In fondo deve ancora metabolizzarlo anche Pawo Choyning Dorji, già regista candidato all’Oscar con Lunana: i suoi candidi protagonisti, monaci, insegnanti, banconisti, perfino il Lama (tutti attori per necessità, non per professione) abituati da secoli ad affidarsi alla Luna e al Re, diffidano delle elezioni. A poco o nulla servono i messi del governo inviati nella sperduta città di Ura per ammaestrarli e persuaderli a farsi politici di sé stessi con delle elezioni simulate, in vista di quelle vere.
Più che alla svolta politica, infatti, i locali sono interessati alla tv: si ammassano nei bar davanti allo schermo - esattamente come facevano i nostri neodemocratici nonni durante il boom -, sorseggiando quella strana “acqua marrone” (Coca-Cola di là dal Pacifico) per godersi le mitragliate di James Bond, versione Quantum of Solace.

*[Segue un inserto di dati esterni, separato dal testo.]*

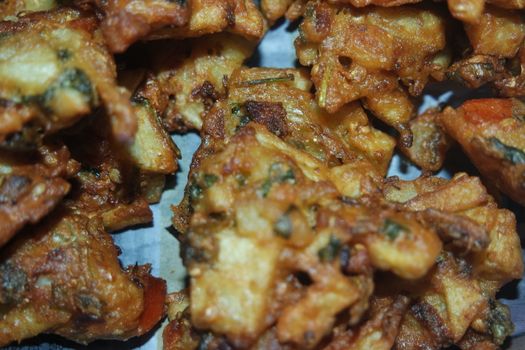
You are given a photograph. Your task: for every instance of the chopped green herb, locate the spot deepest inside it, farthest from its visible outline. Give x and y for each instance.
(330, 251)
(392, 229)
(512, 154)
(63, 54)
(236, 110)
(92, 170)
(71, 78)
(277, 174)
(245, 119)
(241, 179)
(283, 226)
(210, 179)
(499, 322)
(287, 77)
(309, 11)
(195, 191)
(265, 188)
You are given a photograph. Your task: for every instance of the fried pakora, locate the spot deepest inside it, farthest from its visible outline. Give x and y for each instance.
(458, 297)
(263, 206)
(372, 54)
(188, 76)
(240, 17)
(116, 182)
(55, 69)
(31, 186)
(275, 206)
(497, 54)
(280, 99)
(63, 277)
(492, 134)
(126, 21)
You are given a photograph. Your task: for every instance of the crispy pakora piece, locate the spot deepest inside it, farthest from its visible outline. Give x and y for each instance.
(380, 331)
(372, 54)
(55, 69)
(12, 8)
(63, 277)
(289, 219)
(459, 294)
(491, 132)
(189, 76)
(240, 17)
(127, 21)
(275, 9)
(497, 57)
(117, 182)
(281, 100)
(29, 190)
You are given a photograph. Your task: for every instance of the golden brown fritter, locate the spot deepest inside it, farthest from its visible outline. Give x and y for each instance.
(31, 186)
(63, 277)
(497, 56)
(372, 54)
(492, 134)
(189, 76)
(272, 210)
(240, 17)
(127, 21)
(280, 100)
(263, 209)
(117, 181)
(55, 69)
(275, 9)
(482, 254)
(11, 8)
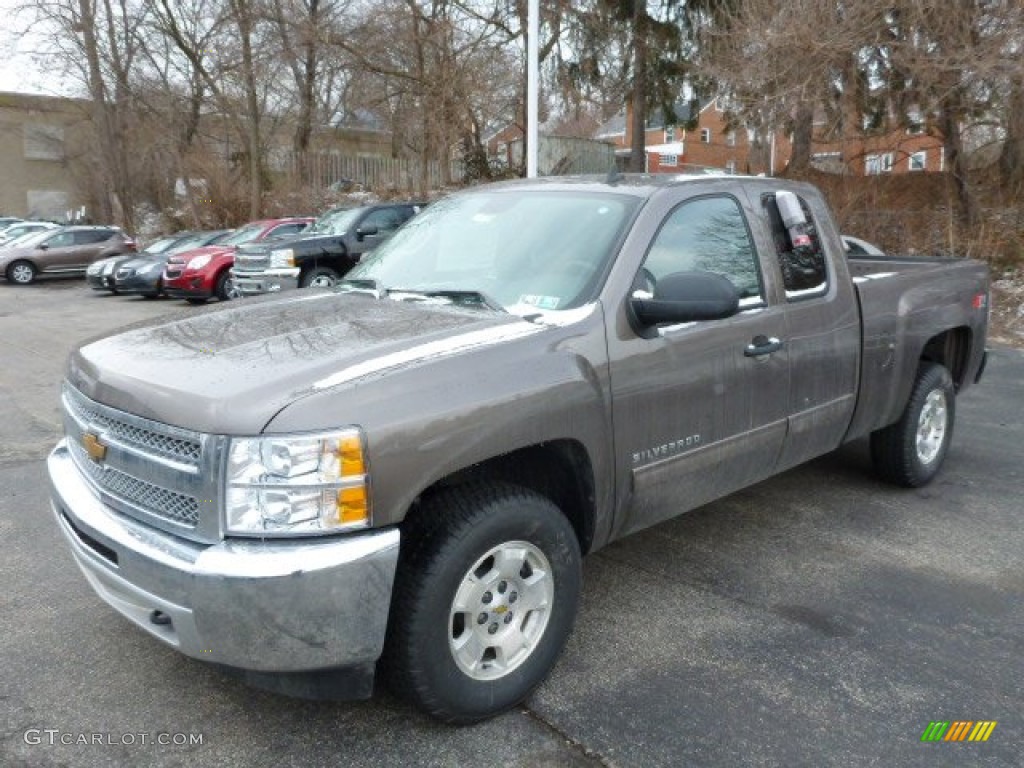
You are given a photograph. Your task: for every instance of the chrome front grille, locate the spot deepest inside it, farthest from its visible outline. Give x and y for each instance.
(161, 502)
(155, 472)
(252, 263)
(179, 448)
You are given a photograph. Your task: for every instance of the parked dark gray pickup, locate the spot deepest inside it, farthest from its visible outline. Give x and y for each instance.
(322, 254)
(402, 475)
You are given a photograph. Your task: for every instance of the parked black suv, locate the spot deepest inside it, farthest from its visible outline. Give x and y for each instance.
(323, 253)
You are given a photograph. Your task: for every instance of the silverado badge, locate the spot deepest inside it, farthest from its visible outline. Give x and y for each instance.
(92, 445)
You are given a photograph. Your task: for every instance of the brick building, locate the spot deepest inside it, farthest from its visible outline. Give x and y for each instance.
(712, 144)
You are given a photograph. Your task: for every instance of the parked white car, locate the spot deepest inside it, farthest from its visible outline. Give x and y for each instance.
(13, 231)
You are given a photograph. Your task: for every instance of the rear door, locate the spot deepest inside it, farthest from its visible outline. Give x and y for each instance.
(700, 409)
(58, 252)
(90, 245)
(822, 330)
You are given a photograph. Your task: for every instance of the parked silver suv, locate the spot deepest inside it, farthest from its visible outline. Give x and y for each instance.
(69, 250)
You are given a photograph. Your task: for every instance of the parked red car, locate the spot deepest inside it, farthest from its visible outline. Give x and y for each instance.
(200, 274)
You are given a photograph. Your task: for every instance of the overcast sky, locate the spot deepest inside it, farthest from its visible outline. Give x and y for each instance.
(19, 72)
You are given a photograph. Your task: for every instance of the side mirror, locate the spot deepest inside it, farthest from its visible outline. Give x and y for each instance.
(687, 297)
(366, 231)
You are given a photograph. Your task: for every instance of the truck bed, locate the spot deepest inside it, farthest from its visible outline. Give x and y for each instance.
(904, 303)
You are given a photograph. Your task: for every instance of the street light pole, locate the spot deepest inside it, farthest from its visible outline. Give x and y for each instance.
(532, 84)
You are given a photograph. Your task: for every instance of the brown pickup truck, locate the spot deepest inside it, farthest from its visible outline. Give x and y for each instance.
(401, 475)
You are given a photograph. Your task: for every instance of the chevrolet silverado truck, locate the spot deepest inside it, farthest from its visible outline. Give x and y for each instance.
(322, 254)
(399, 476)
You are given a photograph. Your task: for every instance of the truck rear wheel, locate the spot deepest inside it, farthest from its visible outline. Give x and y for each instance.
(910, 452)
(485, 596)
(22, 272)
(320, 276)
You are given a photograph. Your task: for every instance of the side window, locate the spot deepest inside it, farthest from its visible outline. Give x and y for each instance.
(60, 240)
(798, 248)
(88, 237)
(286, 229)
(707, 235)
(384, 219)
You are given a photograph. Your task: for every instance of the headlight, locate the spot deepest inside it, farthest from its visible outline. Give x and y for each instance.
(282, 258)
(297, 485)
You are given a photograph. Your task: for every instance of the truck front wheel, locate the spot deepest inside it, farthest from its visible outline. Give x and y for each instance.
(320, 276)
(910, 452)
(485, 596)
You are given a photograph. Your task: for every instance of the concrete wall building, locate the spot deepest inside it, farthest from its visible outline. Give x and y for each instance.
(39, 138)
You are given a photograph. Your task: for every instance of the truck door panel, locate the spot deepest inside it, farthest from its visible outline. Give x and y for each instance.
(696, 415)
(822, 330)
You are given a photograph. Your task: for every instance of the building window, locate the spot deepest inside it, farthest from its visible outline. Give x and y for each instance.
(878, 164)
(43, 141)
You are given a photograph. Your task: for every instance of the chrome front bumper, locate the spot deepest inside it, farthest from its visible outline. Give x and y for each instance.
(265, 281)
(276, 606)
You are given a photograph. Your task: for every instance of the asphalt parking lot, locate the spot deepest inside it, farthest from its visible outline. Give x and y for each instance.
(818, 619)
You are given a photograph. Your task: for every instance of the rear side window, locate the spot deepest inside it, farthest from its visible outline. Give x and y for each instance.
(798, 249)
(88, 237)
(385, 219)
(286, 229)
(707, 235)
(60, 240)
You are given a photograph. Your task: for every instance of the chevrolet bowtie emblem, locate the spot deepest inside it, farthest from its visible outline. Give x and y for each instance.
(92, 445)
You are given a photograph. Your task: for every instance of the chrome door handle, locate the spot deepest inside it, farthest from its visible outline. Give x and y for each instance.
(762, 345)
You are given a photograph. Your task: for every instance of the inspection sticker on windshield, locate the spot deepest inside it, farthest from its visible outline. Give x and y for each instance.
(541, 302)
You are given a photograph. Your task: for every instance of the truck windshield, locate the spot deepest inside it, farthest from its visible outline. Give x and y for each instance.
(335, 222)
(245, 235)
(525, 250)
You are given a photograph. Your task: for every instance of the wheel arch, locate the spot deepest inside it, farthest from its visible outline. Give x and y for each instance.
(560, 470)
(951, 349)
(19, 260)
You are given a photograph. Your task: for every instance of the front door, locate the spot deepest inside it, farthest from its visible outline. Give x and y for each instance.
(700, 408)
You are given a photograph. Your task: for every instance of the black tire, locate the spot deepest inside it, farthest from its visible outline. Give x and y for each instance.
(22, 271)
(910, 452)
(320, 276)
(451, 536)
(224, 289)
(156, 294)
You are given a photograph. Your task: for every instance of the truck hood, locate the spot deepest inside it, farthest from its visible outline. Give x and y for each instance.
(229, 371)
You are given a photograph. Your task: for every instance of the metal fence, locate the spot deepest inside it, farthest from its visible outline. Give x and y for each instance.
(330, 170)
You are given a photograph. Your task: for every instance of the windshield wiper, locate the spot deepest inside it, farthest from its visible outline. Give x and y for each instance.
(464, 298)
(360, 285)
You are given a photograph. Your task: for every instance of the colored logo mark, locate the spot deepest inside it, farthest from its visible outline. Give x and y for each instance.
(958, 730)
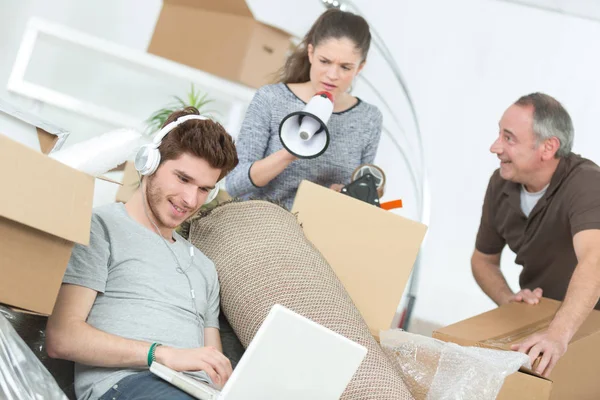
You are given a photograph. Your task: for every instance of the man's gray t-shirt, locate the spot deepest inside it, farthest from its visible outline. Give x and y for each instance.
(141, 295)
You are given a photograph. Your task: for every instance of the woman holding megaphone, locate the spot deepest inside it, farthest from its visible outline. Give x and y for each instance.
(308, 126)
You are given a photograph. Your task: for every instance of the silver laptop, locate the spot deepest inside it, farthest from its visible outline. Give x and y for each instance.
(290, 357)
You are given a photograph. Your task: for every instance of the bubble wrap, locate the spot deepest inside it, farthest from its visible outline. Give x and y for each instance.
(22, 375)
(436, 370)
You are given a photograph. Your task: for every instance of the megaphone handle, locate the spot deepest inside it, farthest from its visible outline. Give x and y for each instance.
(301, 117)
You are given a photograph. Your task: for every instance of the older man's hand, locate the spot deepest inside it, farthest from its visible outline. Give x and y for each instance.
(550, 346)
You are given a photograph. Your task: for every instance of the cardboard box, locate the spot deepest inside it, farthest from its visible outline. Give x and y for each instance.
(45, 208)
(575, 375)
(220, 37)
(29, 130)
(371, 250)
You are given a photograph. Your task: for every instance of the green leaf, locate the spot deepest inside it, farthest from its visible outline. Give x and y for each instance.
(194, 98)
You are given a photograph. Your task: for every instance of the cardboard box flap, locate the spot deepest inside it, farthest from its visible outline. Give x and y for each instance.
(371, 250)
(505, 324)
(235, 7)
(61, 201)
(44, 128)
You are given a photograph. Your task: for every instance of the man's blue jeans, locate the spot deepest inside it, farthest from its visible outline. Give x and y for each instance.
(144, 386)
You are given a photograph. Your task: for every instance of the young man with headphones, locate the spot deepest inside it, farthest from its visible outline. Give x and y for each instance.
(140, 292)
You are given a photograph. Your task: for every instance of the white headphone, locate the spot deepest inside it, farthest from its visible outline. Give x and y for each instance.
(147, 158)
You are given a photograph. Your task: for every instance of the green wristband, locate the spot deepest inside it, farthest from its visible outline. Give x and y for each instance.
(151, 356)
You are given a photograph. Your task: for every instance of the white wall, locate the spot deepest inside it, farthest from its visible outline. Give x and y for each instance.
(465, 61)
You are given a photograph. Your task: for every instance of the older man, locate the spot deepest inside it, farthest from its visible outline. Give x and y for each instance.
(544, 202)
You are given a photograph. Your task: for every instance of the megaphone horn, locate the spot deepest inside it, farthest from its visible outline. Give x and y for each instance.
(304, 133)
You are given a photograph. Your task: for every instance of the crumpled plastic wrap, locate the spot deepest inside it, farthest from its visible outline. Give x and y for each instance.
(22, 375)
(436, 370)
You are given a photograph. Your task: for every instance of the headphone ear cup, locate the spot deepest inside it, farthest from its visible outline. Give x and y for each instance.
(153, 161)
(147, 159)
(212, 195)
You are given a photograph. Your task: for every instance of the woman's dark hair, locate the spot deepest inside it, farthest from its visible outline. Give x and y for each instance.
(332, 24)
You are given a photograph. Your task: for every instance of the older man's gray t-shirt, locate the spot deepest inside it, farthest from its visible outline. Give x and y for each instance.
(141, 295)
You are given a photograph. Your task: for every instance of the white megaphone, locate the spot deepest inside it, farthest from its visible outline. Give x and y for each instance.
(304, 133)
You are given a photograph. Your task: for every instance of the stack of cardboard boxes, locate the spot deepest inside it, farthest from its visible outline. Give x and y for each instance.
(45, 208)
(222, 38)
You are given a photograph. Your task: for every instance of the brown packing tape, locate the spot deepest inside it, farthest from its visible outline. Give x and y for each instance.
(505, 340)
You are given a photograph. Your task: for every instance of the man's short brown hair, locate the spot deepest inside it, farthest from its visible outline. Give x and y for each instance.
(204, 139)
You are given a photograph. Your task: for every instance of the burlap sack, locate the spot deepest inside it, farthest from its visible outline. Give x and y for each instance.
(263, 258)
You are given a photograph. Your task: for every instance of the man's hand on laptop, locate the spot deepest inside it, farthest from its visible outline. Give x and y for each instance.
(207, 359)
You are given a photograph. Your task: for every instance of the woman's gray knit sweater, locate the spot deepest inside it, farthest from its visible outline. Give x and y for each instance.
(354, 137)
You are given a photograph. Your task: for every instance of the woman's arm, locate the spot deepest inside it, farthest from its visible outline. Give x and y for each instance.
(254, 169)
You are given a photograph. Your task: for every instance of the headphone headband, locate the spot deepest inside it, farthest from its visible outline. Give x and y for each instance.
(172, 125)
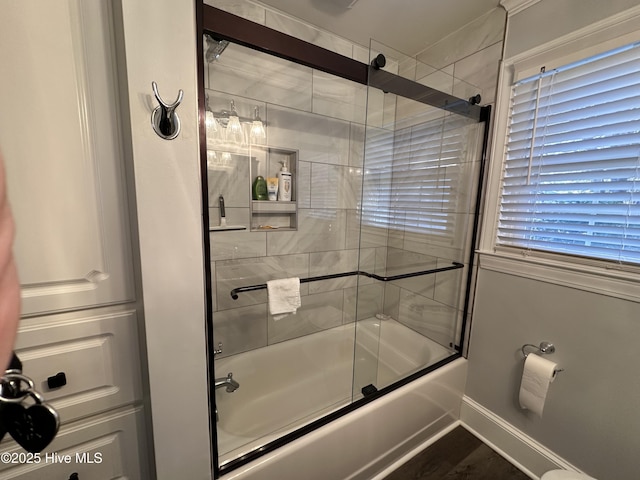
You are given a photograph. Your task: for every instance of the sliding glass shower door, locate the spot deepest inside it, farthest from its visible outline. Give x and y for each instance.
(419, 173)
(376, 229)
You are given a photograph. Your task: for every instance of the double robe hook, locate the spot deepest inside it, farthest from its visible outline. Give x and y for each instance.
(164, 119)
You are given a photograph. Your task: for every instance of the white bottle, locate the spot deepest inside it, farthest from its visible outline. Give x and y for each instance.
(285, 183)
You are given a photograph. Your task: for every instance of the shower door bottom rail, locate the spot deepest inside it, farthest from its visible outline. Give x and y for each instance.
(262, 286)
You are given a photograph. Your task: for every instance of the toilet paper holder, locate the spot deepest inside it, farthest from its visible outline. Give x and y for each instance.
(544, 348)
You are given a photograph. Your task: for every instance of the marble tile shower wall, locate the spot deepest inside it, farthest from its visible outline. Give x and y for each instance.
(304, 110)
(323, 118)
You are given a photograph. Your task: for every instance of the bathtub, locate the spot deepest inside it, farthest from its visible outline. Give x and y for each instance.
(290, 384)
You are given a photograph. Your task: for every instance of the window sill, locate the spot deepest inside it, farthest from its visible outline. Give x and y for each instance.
(600, 280)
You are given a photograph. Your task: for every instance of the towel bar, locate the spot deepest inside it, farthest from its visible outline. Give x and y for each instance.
(454, 266)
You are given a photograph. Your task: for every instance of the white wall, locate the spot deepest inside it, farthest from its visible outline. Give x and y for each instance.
(160, 45)
(590, 417)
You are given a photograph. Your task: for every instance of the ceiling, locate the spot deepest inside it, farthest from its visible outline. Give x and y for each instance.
(408, 26)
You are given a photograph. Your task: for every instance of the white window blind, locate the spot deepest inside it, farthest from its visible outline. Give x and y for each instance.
(412, 177)
(571, 181)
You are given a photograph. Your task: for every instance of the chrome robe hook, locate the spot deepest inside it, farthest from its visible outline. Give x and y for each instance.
(164, 119)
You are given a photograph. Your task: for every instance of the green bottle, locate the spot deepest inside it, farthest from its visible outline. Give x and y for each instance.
(260, 188)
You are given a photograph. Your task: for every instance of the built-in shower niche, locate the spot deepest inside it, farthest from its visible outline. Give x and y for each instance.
(231, 173)
(268, 215)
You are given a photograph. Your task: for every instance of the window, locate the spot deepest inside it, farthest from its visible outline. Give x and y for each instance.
(571, 179)
(413, 177)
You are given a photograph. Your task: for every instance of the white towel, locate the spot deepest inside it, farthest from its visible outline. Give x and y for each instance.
(284, 297)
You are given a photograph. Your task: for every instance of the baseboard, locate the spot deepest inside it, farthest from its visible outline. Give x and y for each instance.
(515, 446)
(408, 456)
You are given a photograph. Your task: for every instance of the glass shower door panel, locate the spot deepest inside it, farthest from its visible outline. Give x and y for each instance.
(294, 369)
(419, 176)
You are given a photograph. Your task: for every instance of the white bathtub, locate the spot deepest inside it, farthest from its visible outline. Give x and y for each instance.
(289, 384)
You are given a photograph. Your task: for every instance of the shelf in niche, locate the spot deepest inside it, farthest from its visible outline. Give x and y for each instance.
(266, 206)
(265, 161)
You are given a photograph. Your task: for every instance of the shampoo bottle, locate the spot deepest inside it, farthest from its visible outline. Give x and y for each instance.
(259, 189)
(285, 183)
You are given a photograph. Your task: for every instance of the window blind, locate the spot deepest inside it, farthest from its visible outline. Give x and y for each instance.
(412, 176)
(571, 180)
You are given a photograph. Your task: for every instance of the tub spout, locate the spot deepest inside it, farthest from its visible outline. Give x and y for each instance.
(228, 382)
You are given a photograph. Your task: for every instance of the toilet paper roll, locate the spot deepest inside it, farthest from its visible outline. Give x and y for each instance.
(537, 375)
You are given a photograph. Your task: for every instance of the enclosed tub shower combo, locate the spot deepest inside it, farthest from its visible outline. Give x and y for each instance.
(357, 174)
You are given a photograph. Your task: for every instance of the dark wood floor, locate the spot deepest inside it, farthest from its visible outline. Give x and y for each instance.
(457, 456)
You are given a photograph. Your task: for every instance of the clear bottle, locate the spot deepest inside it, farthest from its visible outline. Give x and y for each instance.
(285, 183)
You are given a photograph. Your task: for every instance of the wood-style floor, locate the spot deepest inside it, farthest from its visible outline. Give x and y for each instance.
(457, 456)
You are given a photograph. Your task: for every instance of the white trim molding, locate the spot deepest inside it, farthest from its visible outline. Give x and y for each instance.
(521, 450)
(515, 6)
(605, 281)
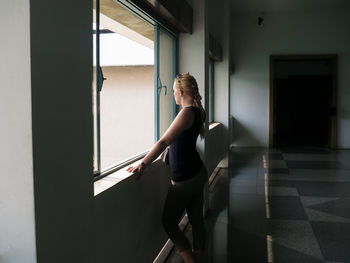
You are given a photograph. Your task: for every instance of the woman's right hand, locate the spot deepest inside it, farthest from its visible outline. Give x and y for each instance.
(137, 170)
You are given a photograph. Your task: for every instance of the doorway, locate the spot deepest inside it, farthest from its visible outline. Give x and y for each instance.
(303, 101)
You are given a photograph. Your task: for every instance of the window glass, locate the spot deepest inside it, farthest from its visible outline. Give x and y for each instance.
(126, 106)
(129, 111)
(211, 91)
(166, 80)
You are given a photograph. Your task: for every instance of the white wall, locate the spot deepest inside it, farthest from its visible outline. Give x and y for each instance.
(282, 33)
(128, 217)
(17, 224)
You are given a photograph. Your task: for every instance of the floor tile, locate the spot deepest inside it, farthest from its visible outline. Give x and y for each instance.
(315, 188)
(286, 207)
(275, 156)
(308, 201)
(243, 187)
(283, 191)
(296, 235)
(277, 164)
(314, 165)
(282, 254)
(278, 170)
(246, 247)
(314, 215)
(334, 240)
(339, 207)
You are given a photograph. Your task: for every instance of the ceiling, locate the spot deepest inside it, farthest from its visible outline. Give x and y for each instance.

Cinema e fucili, non coscienza civile è ciò che chiedono all’America.
Dall’America è giunto il collezionista Roy (Harry Rorton), l’occhio straniero e straniato su un mondo arcaico, fedele alle leggi naturali, diffidente della modernità. Il ragazzo vuole mettere le mani su un fucile del XIX secolo, un cimelio per cui è disposto a ricoprire di dollari il montanaro ignaro che lo custodisce, imbarazzato davanti a tutti quei quattrini. Così, finisce per donarlo al locale assistente del Lama: la guida spirituale del villaggio ne ha bisogno per la cerimonia collettiva della Luna Piena, mentre il collezionista freme per riportarlo in America.
Nell’elastico tra modernizzazione e ruralità, tra consumismo armato e pacifismo naturalista, Choyning Dorji si diverte, tramite badilate di sarcasmo e puntate umoristiche, a rovesciare il nostro pacchetto di valori politici, morali, economici. Gioca sul paradosso, insiste sul capovolgimento di sguardi, ammicca al no sense grottesco, cerca la commedia, giunge al sarcasmo per mostrare come l’Occidente armato non modernizza, ma ammala l’Oriente.
Tra antropologia di un popolo in bilico tra due epoche e spassosa, satira antimilitare (dunque antiamericana), di soppiatto, il regista spiazza e cerca l’azzardo: ci sussurra che il denaro non ha valore in sé, che la democrazia americana forse non val bene una monarchia ultra centenaria, che la tv né è il braccio armato e non è progresso, perfino che gli States in fondo non sono democrazia, ma “il paese con più armi che persone”. Insomma, in Bhutan non tutti sono democratici, ma sanno perfettamente che se vis pacem non para bellum, sed pacem.
Sui titoli di coda, però, resta uno schematismo binario di discorso (l’Oriente come corpo sano, l’America come morbo infettante) che serve forse a rendere fumosa, manichea la polemica, mantenendo comunque intatto il tono da fiaba realista.
Perché C’era una volta in Bhutan in realtà è una commedia corrosiva a un primo sguardo, reazionaria ad uno più profondo (com’è uno dei tre partiti che si presenta alle false elezioni), sicuramente esterofoba, su come la democrazia non sia il migliore dei sistemi politici, ma è comunque da costruire in tempi lunghissimi, fondandola su una coscienza civile che per attuarsi ha bisogno di decenni (secoli per guardare in casa nostra).
Ad ogni modo, oltre la coralità di protagonisti e la varietà dei sentieri narrativi (sceneggiatura dello stesso regista) rimane l'arditezza, non scontata, di denuncia e il rimpianto conservativo verso un patrimonio di tradizioni destinato a scomparire a suon di Coca Cola e film di James Bond.